13 thoughts on “Why you won’t find jam in my house

  • Reply Hannah June 28, 2016 at 07:56

    Whole chicken and wheat noodles- it’s what I ate during my undergrad days when I ran cross country. I also associate berries with wealth because the families that I babysat for ate a lot of berries even in the winter

  • Reply Taylor Lee @ Yuppie Millennial June 28, 2016 at 12:19

    Cold wet feet. Always had the most broken in shoes in college, including a pair of boots with holes in the heel. My feet were wet every time it snowed or rained. Never again!

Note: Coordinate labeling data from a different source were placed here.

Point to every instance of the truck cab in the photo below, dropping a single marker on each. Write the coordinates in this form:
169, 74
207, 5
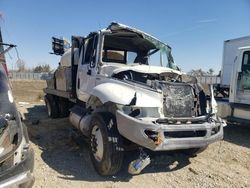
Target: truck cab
123, 90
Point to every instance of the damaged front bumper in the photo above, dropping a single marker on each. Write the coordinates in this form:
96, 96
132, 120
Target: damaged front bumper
157, 135
20, 175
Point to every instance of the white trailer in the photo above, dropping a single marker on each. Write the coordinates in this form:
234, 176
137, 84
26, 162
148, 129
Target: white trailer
235, 76
231, 48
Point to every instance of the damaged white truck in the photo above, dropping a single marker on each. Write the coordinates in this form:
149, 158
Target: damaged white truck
121, 89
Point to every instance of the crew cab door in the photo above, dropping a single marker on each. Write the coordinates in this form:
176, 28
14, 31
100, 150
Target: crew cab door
86, 74
243, 79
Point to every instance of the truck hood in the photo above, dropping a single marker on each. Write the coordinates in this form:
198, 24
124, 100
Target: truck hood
110, 69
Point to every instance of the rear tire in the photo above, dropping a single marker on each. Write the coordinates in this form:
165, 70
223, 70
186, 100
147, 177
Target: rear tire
52, 107
106, 150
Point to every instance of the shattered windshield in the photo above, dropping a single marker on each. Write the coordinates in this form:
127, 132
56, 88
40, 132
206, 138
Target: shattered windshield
126, 47
161, 55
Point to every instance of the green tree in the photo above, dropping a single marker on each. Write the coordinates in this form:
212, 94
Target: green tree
197, 72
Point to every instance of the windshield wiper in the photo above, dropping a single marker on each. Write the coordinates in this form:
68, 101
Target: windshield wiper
153, 52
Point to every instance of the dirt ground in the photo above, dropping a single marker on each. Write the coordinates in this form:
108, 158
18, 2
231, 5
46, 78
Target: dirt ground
61, 161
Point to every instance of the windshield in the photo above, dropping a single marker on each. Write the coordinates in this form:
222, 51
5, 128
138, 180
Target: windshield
133, 48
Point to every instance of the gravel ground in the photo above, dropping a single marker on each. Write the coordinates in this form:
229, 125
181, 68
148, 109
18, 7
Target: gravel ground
61, 161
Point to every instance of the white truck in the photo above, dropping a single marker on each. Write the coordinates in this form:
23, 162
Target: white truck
235, 75
122, 90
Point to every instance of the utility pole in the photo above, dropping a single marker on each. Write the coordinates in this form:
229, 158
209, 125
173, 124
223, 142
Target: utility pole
2, 57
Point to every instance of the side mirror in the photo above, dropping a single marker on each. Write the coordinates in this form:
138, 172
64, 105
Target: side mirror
239, 75
59, 46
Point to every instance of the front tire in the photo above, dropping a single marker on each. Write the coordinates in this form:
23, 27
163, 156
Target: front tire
106, 150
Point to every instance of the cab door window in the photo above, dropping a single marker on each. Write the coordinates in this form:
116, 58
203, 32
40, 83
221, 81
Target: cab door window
246, 62
90, 52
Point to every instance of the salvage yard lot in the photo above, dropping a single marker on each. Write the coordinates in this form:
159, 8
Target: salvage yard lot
63, 161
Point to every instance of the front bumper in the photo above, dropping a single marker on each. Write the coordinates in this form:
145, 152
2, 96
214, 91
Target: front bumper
21, 174
170, 136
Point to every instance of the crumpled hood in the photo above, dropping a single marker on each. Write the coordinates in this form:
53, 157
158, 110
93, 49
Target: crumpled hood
110, 69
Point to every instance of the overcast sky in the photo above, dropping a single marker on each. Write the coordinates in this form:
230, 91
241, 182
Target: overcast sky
194, 29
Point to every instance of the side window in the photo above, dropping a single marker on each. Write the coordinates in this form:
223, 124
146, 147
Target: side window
246, 61
90, 50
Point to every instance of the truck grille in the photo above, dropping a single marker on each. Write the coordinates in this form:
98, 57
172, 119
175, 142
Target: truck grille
178, 100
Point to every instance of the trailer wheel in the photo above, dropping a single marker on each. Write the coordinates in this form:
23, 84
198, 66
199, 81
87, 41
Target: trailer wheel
106, 150
52, 107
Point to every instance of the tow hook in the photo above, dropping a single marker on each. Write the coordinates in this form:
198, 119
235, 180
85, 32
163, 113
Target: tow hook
136, 166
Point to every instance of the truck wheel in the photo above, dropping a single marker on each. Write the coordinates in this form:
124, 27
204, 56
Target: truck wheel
51, 104
106, 150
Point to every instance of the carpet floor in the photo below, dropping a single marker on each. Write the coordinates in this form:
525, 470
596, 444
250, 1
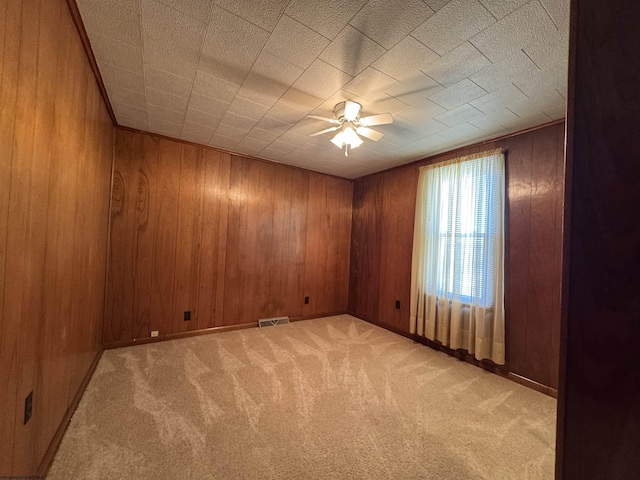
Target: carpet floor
321, 399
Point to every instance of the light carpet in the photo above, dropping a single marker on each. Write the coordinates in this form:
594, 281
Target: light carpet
321, 399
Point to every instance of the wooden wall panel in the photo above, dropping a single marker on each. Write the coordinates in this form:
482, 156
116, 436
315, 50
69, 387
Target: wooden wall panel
366, 234
56, 149
398, 213
598, 408
518, 236
214, 237
234, 239
327, 245
382, 240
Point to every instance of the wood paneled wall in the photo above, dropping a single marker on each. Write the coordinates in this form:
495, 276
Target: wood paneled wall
382, 240
56, 142
228, 238
599, 407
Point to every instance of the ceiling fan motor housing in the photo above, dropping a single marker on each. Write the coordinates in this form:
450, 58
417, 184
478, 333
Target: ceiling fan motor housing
340, 111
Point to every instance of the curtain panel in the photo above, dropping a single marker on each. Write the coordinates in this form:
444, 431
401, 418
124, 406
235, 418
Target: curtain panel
457, 274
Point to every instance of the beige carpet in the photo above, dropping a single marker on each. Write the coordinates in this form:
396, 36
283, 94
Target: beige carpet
327, 398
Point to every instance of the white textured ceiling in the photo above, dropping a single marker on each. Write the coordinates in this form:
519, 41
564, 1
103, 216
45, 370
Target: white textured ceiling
242, 75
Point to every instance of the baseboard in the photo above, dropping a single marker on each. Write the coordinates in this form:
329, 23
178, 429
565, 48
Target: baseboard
207, 331
50, 454
317, 315
465, 356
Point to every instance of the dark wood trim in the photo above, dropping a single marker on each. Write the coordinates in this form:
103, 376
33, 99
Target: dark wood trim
108, 255
208, 331
84, 38
430, 158
47, 460
229, 152
464, 356
316, 315
566, 238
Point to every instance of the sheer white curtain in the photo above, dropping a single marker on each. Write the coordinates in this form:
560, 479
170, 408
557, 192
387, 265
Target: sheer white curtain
457, 274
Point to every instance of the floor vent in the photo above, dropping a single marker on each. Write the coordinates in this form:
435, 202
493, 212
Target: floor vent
268, 322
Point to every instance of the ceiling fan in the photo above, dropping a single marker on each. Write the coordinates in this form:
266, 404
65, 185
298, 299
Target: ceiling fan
350, 125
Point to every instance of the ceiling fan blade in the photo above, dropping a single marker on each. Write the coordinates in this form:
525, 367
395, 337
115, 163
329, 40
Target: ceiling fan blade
370, 133
381, 119
326, 119
326, 130
351, 110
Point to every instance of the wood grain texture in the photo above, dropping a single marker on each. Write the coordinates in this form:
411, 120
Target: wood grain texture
364, 272
234, 239
56, 145
598, 408
382, 239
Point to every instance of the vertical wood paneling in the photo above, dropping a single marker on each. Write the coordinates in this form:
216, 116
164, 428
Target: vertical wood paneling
541, 291
165, 238
232, 239
15, 311
265, 237
557, 258
186, 283
296, 205
118, 328
366, 233
382, 238
56, 146
598, 408
143, 191
214, 237
325, 249
10, 13
398, 210
518, 237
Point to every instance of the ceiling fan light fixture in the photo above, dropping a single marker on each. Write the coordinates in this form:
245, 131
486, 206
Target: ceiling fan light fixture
351, 126
351, 138
338, 139
351, 110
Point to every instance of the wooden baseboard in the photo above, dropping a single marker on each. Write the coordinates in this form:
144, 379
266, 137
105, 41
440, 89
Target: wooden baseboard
207, 331
47, 460
465, 356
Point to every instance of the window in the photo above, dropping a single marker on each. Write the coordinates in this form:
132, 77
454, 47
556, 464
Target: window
457, 290
462, 223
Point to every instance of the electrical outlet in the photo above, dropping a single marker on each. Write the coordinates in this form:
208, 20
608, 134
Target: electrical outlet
28, 407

  • Reply Martin - Get FIRE'd asap June 28, 2016 at 12:52

    2-minute noodles, cheap bulk sausages, white bread and tomatoe sauce. Still love em.

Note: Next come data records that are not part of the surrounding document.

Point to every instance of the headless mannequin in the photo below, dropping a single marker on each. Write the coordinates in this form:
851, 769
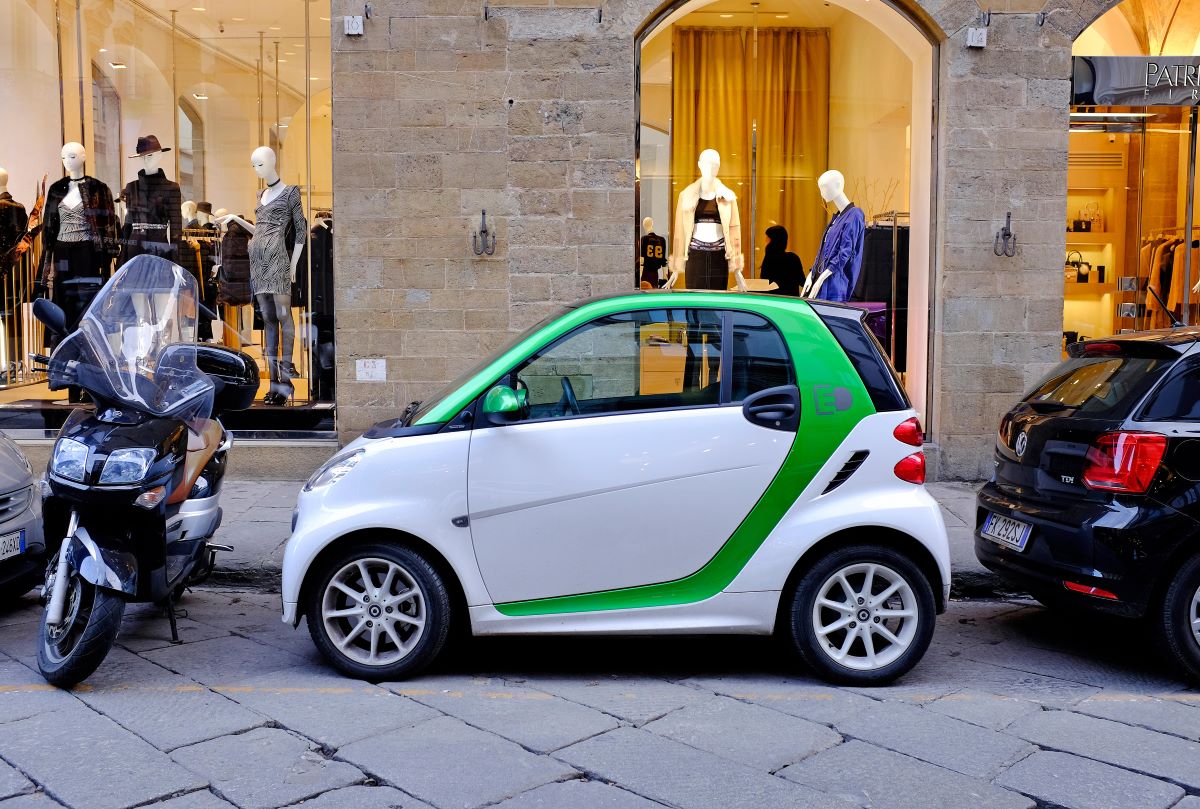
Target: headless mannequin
833, 190
276, 307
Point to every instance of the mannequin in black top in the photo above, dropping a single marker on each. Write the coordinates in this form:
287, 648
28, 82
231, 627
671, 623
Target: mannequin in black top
780, 267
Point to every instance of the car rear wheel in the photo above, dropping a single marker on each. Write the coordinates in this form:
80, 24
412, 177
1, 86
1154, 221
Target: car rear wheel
1180, 630
863, 615
379, 611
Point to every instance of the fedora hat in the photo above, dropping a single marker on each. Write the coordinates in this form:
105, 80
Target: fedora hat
148, 144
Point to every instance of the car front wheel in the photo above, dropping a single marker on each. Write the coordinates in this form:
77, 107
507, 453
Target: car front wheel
379, 611
1180, 630
863, 615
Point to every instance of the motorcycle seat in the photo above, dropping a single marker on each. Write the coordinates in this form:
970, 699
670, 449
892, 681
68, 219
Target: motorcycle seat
202, 445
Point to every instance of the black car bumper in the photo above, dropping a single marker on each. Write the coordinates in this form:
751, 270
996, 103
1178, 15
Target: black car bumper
1119, 547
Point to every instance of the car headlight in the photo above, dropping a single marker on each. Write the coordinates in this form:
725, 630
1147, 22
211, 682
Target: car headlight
127, 466
70, 460
335, 469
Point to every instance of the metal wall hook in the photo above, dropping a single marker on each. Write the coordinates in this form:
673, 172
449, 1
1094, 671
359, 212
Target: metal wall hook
1006, 240
483, 243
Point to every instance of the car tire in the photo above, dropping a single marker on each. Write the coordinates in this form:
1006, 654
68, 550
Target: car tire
827, 611
1180, 618
378, 635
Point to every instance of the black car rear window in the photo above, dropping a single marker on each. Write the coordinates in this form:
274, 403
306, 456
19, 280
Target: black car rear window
1098, 387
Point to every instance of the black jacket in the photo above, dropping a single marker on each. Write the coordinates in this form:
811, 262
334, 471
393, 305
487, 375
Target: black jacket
99, 210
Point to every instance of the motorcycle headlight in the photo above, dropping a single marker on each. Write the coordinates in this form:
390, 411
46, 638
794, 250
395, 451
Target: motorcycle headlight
70, 460
334, 469
127, 466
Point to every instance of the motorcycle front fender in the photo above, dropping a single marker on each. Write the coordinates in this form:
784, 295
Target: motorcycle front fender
103, 567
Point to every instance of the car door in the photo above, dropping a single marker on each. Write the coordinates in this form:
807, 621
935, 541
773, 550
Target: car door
636, 462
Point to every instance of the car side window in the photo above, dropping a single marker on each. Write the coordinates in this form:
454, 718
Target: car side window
1177, 400
643, 360
760, 357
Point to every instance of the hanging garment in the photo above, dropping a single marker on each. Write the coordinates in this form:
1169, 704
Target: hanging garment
154, 225
100, 216
841, 253
277, 225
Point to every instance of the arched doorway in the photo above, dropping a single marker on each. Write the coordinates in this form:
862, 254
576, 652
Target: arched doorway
784, 93
1131, 181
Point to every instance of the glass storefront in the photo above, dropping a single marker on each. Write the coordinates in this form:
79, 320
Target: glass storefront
742, 109
157, 114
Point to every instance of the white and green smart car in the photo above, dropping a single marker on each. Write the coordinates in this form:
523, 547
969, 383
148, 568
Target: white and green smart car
642, 463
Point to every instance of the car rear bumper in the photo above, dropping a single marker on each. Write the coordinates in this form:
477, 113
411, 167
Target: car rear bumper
1116, 547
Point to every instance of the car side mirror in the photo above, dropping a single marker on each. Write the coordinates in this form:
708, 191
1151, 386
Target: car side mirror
502, 405
52, 315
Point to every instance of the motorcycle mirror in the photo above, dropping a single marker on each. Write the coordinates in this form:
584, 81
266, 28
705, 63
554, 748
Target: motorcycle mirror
52, 315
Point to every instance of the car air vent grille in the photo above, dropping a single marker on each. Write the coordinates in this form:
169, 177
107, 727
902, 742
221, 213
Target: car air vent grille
13, 503
847, 469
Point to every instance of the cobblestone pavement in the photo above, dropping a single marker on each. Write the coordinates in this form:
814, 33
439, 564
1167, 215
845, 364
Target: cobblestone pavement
1013, 706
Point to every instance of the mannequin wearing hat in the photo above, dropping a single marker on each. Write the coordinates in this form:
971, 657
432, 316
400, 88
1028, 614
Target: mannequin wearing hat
154, 220
79, 237
279, 239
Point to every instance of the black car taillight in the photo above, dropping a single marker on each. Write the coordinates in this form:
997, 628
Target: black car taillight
1123, 461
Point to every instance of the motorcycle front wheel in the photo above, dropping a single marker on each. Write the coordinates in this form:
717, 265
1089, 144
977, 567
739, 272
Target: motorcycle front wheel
71, 652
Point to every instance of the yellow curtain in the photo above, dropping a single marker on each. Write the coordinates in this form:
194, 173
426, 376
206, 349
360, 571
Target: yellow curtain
721, 90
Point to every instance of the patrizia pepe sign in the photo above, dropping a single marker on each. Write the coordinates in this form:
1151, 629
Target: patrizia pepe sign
1137, 81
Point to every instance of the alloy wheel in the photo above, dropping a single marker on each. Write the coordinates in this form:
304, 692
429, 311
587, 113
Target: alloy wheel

  • Reply Sense June 28, 2016 at 14:08

    Oh dear. Quite embarrassing, but one night studying quite late in college, all I had was a few slices of white bread and a jar of mayonnaise in my mini dorm fridge. I couldn’t afford to order a pizza, the dorm cafeteria was closed, no one was up to borrow food from, and my car was low on gas til the next paycheck. I was so, so hungry, and I still consider it my lowest point. To say I was broke back then would be a total understatement.

    Gross.

  • Reply Harmony@CreatingMyKaleidoscope June 29, 2016 at 04:07

    With all of the debt, I’d have to say that we’re still in our “broke days.” There is money coming in, but it all goes right back out.

    I bring a peanut butter and jelly sandwich for lunch at work, every weekday. Good thing I’m not sick of jelly/jam yet 🙂

  • Reply Bonnie June 29, 2016 at 06:54

    Packaged ramen noodles, which I haven’t eaten in years.

  • Reply Jennifer Cooper @ Travelbllgr June 29, 2016 at 09:50

    I have lived in the UK most of my life, where food is cheaper than NZ, so even in my student days I didn’t feel (too) restricted. Although whilst I have been travelling in other countries, I have lived on noodles as well as nutella smeared on bread…lol. I am living in New Zealand permanently now and I do find that certain foods are expensive…namely cheese and butter!

  • Reply Latoya @ Femme Frugality June 30, 2016 at 02:04

    Lol, I associate Chef Boyardee Ravioli and a bag salad with my broke days. I didn’t even buy real cheese to put on the salad. I just cut up cheese slices and added it to my salad. That was dinner. I haven’t ate Chef Boyardee in almost 9 years and I don’t have any plans to either so I hear you!

  • Reply Abigail @ipickuppennies June 30, 2016 at 05:52

    Hmmm I don’t know. I guess lots of spaghetti? But I still enjoy that. For the most part, even when I was super broke, I was too unwell to do much in the food department. So I bought diet shakes at the warehouse to make them more affordable. For a while in my mid-20s, I was too tired to deal with cooking (or anything, really), so my Mom would run me up to the store and I’d just eat bread for dinner.

  • Reply Andrew June 30, 2016 at 09:42

    For me being broke reminds me of Fried Chicken from KFC. They used to have two Tuesdays (a meal for $2) and that was the big treat of the week. To this day whenever I smell KFC it takes me back to when I had barely any money for anything. I have it maybe once a year as a reminder and feel disgusting for about a week afterwards. Good times 😉

  • Reply Liz June 30, 2016 at 10:14

    Well, if you do make that guava jam and don’t want it, feel free to send it my way! My brokest times taste like the ready-bake rolls my university would hand out at the start of the year to be frozen and anything I could get from the reduced-to-clear section of Tesco–usually some sad carrots and questionable meat choices.

  • Reply Nancy June 30, 2016 at 13:17

    When I still lived with my parents (mom & stepfather & 5 sisters & 1 stepbrother), it’s not the foods so much that I remember from being broken. It is the disgusting smell of Ivory soap. I can’t understand why anyone would want their hair to smell like it, now that they make shampoo. The foods I remember everyone but me eating are peanut butter, peanut butter and jelly sandwiches, and chicken and dumplings. I just recently realized that I do like jam, but don’t remember eating that as a child or teen; jelly was cheaper.

  • Reply Julie@ChooseBetterLife July 2, 2016 at 11:05

    I still love the kid foods of PB&J and Mac & Cheese, but I ate cases and cases of Cheerios in college and I’m pretty well over those.